Is it time to put the Epworth Sleepiness Scale to bed?

Sleep

By Mardi Chapman

31 Mar 2020

The Epworth Sleepiness Scale (ESS) has been shown to have only moderate reproducibility in repeat assessments of patients in a sleep clinic population.

It should probably not be used in clinical settings to monitor the impact of therapeutic interventions in individuals or for prioritising access to services such as sleep studies, according to the findings of a Sydney study.

The study, comprising 108 adult patients, compared the ESS in patients at a first specialist visit and again on the night of diagnostic polysomnography. The test-retest interval was a median of 64 days.

Most patients (90%) had sleep-disordered breathing (Respiratory Disturbance Index >5 events/hr) and 26% had severe disease ( ≥30 events/hour).

The study found the range of scores across the two measurements was 0-23. The mean score was 10.1 at the clinic visit and 9.0 at polysomnography.

“Although the mean difference (bias) was 1.1, the 95% limits of agreement were between −8.5 and +10.6. An absolute difference in scores of at least 3 was observed in 60 (56%) participants,” the study said.

There was no correlation between ESS and RDI and no evidence that factors such as age, gender, BMI, medication use or sleep study parameters were significant predictors of test–retest variability in the ESS score.

“Together these results raise concerns about the utility of the ESS as a reliable measure of EDS in a sleep clinic population,” the study said.
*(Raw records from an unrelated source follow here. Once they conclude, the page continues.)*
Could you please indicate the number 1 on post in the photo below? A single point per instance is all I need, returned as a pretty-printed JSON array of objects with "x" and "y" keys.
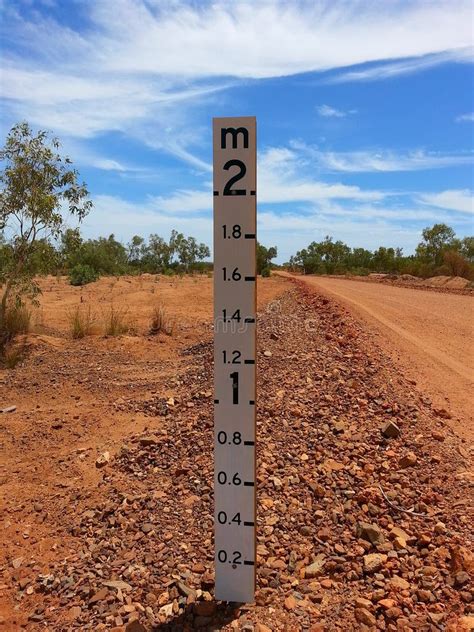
[{"x": 235, "y": 234}]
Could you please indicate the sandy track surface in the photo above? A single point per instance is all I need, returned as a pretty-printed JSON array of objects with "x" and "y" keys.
[
  {"x": 364, "y": 494},
  {"x": 431, "y": 334}
]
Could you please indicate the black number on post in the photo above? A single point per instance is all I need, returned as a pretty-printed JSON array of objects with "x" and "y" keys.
[
  {"x": 236, "y": 355},
  {"x": 222, "y": 478},
  {"x": 235, "y": 276},
  {"x": 236, "y": 438},
  {"x": 236, "y": 231},
  {"x": 235, "y": 387},
  {"x": 235, "y": 316},
  {"x": 243, "y": 170}
]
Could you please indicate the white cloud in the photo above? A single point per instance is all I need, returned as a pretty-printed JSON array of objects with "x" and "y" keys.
[
  {"x": 330, "y": 112},
  {"x": 143, "y": 62},
  {"x": 460, "y": 200},
  {"x": 381, "y": 160},
  {"x": 465, "y": 117},
  {"x": 405, "y": 67},
  {"x": 124, "y": 218},
  {"x": 280, "y": 180},
  {"x": 273, "y": 38}
]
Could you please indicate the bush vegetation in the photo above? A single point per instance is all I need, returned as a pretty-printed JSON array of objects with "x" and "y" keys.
[
  {"x": 82, "y": 274},
  {"x": 81, "y": 321},
  {"x": 439, "y": 252},
  {"x": 160, "y": 322},
  {"x": 116, "y": 322}
]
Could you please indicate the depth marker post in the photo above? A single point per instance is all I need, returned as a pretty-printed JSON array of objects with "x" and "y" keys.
[{"x": 235, "y": 349}]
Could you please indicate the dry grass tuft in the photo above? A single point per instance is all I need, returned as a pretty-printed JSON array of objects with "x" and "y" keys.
[
  {"x": 116, "y": 322},
  {"x": 81, "y": 322},
  {"x": 161, "y": 322},
  {"x": 13, "y": 355},
  {"x": 14, "y": 321}
]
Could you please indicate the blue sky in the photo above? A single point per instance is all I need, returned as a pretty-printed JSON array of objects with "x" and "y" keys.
[{"x": 364, "y": 109}]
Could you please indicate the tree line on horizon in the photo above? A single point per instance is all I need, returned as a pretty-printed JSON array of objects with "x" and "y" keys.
[
  {"x": 39, "y": 188},
  {"x": 439, "y": 252}
]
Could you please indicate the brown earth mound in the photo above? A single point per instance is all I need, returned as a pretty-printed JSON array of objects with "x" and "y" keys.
[{"x": 364, "y": 518}]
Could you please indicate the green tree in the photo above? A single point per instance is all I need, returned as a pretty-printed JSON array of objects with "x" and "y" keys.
[
  {"x": 436, "y": 240},
  {"x": 37, "y": 186},
  {"x": 467, "y": 248},
  {"x": 264, "y": 257},
  {"x": 135, "y": 250}
]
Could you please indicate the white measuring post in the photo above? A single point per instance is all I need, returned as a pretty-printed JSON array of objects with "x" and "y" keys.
[{"x": 235, "y": 239}]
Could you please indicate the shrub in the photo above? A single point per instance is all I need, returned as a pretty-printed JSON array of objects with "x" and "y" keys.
[
  {"x": 80, "y": 322},
  {"x": 12, "y": 355},
  {"x": 160, "y": 322},
  {"x": 457, "y": 265},
  {"x": 116, "y": 322},
  {"x": 82, "y": 274},
  {"x": 14, "y": 321}
]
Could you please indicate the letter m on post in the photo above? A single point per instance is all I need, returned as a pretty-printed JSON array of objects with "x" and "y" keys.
[{"x": 235, "y": 136}]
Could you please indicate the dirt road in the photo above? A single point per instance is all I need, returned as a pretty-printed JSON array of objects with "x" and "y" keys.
[{"x": 430, "y": 334}]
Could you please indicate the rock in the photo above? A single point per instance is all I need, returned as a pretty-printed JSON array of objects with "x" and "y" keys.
[
  {"x": 117, "y": 583},
  {"x": 369, "y": 532},
  {"x": 102, "y": 460},
  {"x": 461, "y": 578},
  {"x": 364, "y": 616},
  {"x": 398, "y": 583},
  {"x": 374, "y": 562},
  {"x": 187, "y": 591},
  {"x": 443, "y": 413},
  {"x": 205, "y": 608},
  {"x": 408, "y": 460},
  {"x": 425, "y": 595},
  {"x": 316, "y": 568},
  {"x": 400, "y": 538},
  {"x": 17, "y": 562},
  {"x": 74, "y": 613},
  {"x": 150, "y": 440},
  {"x": 135, "y": 626},
  {"x": 99, "y": 596},
  {"x": 390, "y": 430}
]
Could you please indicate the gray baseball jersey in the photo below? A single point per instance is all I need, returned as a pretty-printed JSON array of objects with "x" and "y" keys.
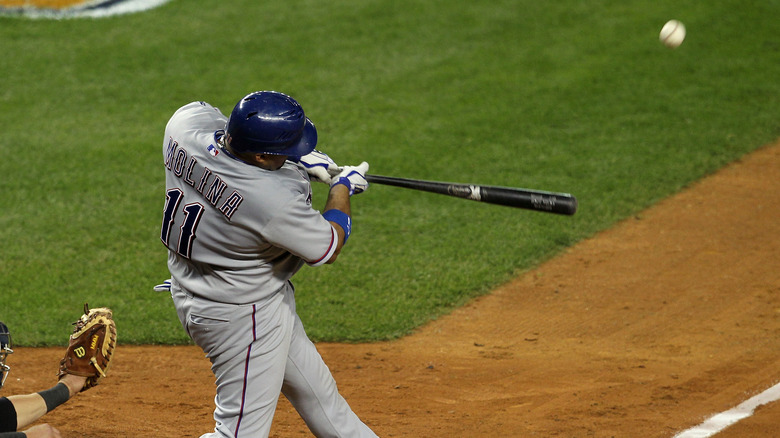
[{"x": 236, "y": 233}]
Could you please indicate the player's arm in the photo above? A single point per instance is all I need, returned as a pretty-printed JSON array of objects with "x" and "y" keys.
[{"x": 351, "y": 181}]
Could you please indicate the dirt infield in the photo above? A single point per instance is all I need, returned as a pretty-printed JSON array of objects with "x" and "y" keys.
[{"x": 641, "y": 331}]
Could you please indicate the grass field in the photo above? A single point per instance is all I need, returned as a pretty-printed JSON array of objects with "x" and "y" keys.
[{"x": 566, "y": 96}]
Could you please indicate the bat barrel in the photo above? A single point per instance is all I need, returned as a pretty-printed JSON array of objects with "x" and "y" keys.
[{"x": 549, "y": 202}]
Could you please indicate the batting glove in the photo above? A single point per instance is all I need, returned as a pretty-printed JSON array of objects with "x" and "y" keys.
[
  {"x": 319, "y": 166},
  {"x": 165, "y": 287},
  {"x": 354, "y": 177}
]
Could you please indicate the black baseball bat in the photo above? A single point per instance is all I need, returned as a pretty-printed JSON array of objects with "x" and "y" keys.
[{"x": 547, "y": 202}]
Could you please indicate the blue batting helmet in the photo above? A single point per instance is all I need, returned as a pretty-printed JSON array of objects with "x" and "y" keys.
[{"x": 270, "y": 122}]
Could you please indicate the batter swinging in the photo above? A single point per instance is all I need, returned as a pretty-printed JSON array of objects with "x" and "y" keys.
[{"x": 238, "y": 224}]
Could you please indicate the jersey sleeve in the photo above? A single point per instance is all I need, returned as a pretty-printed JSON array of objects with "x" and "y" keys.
[{"x": 303, "y": 231}]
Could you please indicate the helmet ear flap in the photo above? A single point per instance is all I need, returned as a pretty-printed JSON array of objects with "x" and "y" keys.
[{"x": 5, "y": 350}]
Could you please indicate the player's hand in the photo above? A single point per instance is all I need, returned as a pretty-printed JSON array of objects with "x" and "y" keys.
[
  {"x": 164, "y": 287},
  {"x": 354, "y": 177},
  {"x": 319, "y": 166}
]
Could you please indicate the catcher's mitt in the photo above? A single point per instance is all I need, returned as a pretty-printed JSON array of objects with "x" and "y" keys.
[{"x": 91, "y": 346}]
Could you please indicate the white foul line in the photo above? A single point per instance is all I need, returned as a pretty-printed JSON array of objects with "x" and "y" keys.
[{"x": 718, "y": 422}]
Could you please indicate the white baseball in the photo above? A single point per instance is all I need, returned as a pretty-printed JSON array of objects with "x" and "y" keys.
[{"x": 672, "y": 34}]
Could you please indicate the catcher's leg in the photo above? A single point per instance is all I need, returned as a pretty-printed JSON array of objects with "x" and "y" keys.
[
  {"x": 311, "y": 389},
  {"x": 247, "y": 346}
]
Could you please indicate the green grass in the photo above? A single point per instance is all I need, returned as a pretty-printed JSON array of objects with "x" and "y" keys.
[{"x": 567, "y": 96}]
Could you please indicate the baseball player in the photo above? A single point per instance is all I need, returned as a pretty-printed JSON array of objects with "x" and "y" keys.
[
  {"x": 89, "y": 351},
  {"x": 238, "y": 223}
]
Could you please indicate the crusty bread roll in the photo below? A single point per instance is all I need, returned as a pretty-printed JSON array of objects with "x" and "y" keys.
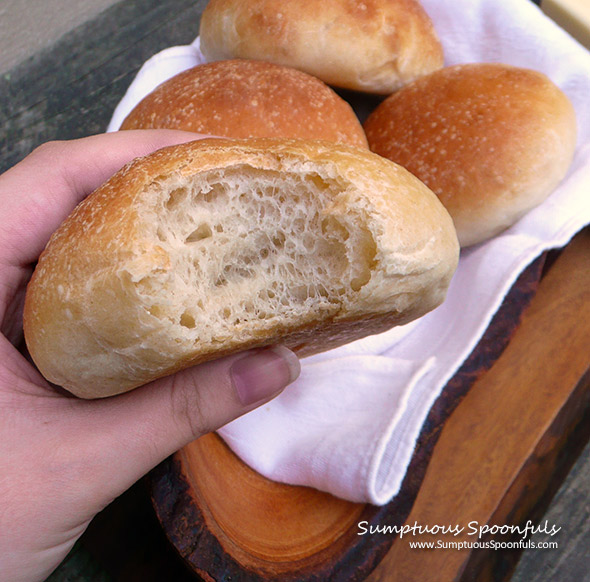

Senior investigator Dr Hima Vedam, from the respiratory and sleep medicine department at Liverpool Hospital, told the limbic their findings were also consistent with other studies.

“The Epworth came about at a time when sleep medicine was very, very new but we are always developing and we are always learning new things. It’s become apparent we need to re-assess what we have been using,” she said.

While it was initially found to have some utility in differentiating between different groups of patients, the ESS certainly shouldn’t be used to monitor individual patients.

“It was never originally designed to be a repeatable tool and the whole purpose of this paper is to show if you keep doing it, in a proportion of patients you are going to get a different answer.”

It was not ideal for people from non-English speaking backgrounds and older people, Dr Vedam said.

“In terms of the number of questions, it can become harder and harder to answer all of the questions. A lot of older people especially find the Epworth questions sometimes hard to answer.”

She said part of the reason the Epworth was still used was because there was little else.

There was a three-item Observation and Interview Based Diurnal Sleepiness Inventory (ODSI) but more importantly, the potential to create more objective tools using technology and measures such as eye closures.

“What it does highlight especially in this day and age, is we do need to look to better objective measurement of excessive daytime sleepiness and a lot of people are working on this.”